2) Membentuk kelompok belajar yang saling tergantung (Independent Learning Groups)
3) Kesalingtergantungan mewujudkan diri, misalnya ketika para siswa bergabung untuk
memecahkan masalah dan ketika para guru mengadakan pertemuan dengan rekannya. Hal
ini tampak jelas ketika subjek yang berbeda dihubungkan, dan ketika kemitraan
menggabungkan sekolah dengan dunia bisnis dan kornunitas (Sugiyanto: 2009: 15).
4) Menyediakan lingkungan yang mendukung (Self Regulated learning)
Hal ini membangun minat individual siswa untuk bekerja sendiri ataupun kelompok
dalam rangka mencapai tujuan yang bermakna dengan mengaitkan antara materi ajar dan
konteks kehidupan sehari-hari (Sugiyanto: 2009: 15).
5) Mempertimbangkan keragaman siswa (Disversity of Students)

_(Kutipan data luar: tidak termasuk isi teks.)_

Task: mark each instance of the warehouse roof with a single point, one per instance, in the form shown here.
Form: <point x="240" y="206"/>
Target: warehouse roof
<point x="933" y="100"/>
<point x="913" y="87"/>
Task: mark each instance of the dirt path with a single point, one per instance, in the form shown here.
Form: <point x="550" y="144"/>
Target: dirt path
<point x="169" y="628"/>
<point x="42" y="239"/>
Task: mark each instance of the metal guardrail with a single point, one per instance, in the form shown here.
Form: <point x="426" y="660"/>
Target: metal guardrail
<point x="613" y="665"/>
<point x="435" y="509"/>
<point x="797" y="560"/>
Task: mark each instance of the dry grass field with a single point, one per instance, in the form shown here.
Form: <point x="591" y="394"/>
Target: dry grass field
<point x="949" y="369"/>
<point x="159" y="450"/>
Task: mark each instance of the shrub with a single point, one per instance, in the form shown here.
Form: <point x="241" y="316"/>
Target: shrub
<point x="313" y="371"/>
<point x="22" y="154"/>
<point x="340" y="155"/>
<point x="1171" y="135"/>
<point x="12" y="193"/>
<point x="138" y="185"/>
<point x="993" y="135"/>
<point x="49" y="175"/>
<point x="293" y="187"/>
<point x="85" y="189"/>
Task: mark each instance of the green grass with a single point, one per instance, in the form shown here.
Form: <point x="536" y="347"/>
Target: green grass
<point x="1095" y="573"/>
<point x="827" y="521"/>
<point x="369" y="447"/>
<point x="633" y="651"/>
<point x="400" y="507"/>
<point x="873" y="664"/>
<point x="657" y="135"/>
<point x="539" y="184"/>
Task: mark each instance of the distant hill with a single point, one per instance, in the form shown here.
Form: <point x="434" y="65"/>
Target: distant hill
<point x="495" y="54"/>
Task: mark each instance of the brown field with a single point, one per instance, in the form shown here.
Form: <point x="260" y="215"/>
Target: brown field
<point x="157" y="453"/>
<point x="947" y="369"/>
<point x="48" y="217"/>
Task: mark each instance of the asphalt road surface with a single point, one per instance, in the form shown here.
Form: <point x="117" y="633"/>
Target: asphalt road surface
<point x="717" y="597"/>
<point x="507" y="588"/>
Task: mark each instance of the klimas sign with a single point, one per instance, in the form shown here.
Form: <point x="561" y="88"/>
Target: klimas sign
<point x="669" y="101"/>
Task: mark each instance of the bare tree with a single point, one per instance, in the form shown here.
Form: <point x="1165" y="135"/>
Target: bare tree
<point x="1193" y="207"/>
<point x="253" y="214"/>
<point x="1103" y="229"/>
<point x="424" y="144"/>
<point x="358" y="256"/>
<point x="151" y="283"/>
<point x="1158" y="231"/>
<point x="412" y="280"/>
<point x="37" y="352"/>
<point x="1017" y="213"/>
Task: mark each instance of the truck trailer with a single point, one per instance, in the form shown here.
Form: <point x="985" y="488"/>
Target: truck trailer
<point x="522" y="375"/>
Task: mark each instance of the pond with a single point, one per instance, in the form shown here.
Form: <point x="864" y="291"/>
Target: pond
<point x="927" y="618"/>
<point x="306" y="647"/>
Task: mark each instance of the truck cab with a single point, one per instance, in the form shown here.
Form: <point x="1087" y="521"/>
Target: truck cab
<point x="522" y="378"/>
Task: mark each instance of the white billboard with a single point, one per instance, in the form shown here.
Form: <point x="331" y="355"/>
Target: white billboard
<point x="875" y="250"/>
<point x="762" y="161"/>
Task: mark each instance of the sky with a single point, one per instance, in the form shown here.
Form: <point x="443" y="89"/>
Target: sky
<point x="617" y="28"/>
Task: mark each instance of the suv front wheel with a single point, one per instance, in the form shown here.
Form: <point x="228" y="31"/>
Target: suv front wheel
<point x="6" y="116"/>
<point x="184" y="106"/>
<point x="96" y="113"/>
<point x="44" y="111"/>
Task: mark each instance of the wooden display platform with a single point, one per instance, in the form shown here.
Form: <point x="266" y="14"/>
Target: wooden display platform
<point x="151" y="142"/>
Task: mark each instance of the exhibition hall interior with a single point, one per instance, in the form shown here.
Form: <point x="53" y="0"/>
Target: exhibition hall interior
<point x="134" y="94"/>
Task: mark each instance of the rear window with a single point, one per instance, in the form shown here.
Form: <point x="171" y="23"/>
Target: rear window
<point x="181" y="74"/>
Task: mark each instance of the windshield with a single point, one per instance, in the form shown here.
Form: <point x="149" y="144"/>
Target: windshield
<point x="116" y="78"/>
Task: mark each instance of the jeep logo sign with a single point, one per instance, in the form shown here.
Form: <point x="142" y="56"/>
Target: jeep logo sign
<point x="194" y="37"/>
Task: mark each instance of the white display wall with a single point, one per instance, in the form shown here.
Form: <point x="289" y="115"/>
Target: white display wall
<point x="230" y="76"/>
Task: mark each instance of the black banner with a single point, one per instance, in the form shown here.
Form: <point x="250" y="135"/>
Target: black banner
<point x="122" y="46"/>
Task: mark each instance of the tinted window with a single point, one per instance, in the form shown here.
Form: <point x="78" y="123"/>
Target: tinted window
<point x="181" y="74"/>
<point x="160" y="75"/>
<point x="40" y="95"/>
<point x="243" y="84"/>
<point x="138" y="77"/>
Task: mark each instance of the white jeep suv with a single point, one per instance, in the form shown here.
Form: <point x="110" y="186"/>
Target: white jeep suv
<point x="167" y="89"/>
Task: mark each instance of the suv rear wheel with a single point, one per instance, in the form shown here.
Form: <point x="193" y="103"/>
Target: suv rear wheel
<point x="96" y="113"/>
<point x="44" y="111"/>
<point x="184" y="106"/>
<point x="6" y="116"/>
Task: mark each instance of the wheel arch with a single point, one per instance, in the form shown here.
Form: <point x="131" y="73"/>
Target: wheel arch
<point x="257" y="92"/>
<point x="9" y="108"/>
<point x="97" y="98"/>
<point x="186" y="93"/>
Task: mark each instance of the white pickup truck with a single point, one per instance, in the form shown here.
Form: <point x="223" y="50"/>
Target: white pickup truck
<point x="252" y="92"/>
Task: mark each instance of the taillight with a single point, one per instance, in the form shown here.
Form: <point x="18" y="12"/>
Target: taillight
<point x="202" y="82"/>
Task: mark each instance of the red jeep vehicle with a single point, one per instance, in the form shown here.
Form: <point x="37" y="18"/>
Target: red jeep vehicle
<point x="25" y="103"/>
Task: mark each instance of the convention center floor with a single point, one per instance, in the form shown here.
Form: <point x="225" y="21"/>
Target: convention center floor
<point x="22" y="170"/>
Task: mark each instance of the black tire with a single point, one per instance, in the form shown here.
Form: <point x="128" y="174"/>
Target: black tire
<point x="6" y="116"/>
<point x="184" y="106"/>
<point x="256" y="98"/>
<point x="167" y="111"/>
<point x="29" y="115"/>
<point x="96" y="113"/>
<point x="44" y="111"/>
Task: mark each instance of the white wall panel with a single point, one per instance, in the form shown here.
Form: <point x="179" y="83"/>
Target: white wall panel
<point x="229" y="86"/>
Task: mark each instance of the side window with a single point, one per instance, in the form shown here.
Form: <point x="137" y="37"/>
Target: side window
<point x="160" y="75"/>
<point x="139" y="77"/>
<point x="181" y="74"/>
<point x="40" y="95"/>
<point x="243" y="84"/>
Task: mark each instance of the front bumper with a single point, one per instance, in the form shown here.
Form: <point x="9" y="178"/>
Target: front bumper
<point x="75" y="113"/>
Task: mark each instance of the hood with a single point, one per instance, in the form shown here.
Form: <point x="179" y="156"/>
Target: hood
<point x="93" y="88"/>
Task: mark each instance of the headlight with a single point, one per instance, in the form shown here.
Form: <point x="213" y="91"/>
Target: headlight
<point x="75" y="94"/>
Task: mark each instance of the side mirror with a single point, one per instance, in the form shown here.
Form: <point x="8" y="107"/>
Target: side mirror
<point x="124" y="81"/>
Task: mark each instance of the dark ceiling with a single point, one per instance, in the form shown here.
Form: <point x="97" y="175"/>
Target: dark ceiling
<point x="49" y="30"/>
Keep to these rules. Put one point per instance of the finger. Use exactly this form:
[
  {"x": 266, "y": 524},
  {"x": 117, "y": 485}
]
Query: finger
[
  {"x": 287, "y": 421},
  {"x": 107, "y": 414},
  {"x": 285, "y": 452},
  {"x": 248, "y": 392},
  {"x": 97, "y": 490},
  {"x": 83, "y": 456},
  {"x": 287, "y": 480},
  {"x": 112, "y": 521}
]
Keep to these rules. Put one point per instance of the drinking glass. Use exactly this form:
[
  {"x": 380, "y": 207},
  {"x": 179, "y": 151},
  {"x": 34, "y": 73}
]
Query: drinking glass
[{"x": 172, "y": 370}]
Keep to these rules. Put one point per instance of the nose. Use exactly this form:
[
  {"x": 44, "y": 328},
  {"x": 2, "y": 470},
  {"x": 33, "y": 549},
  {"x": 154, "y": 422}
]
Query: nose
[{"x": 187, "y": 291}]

Keragaman atau differensiasi menjadi nyata ketika CTL menantang para siswa untuk
saling menghormati keunikan masing-masing, untuk menghormati perbedaan-perbedaan,
untuk menjadi kreatif, untuk bekerjasama, untuk menghasilkan gagasan dan hasil baru yang
berbeda, dan untuk menyadari bahwa keragaman adalah tanda kemantapan dan kekuatan
(Sugiyanto: 2009: 15).
6) Memperhatikan multi intelegensi (Multiple Intelegences)
7) Menggunakan teknik-teknik bertanya (Questioning)
8) Menerapkan penilai autentik (Authentic Assesment)
Yaitu pendekatan pengajaran yang memperkenankan siswa untuk mempelajari
konteks bermakna melalui pengembangan keterampilan berpikir dan pemecahan masalah
yang penting di dalam konteks kehidupan nyata (Saliman: 2008: slide 12).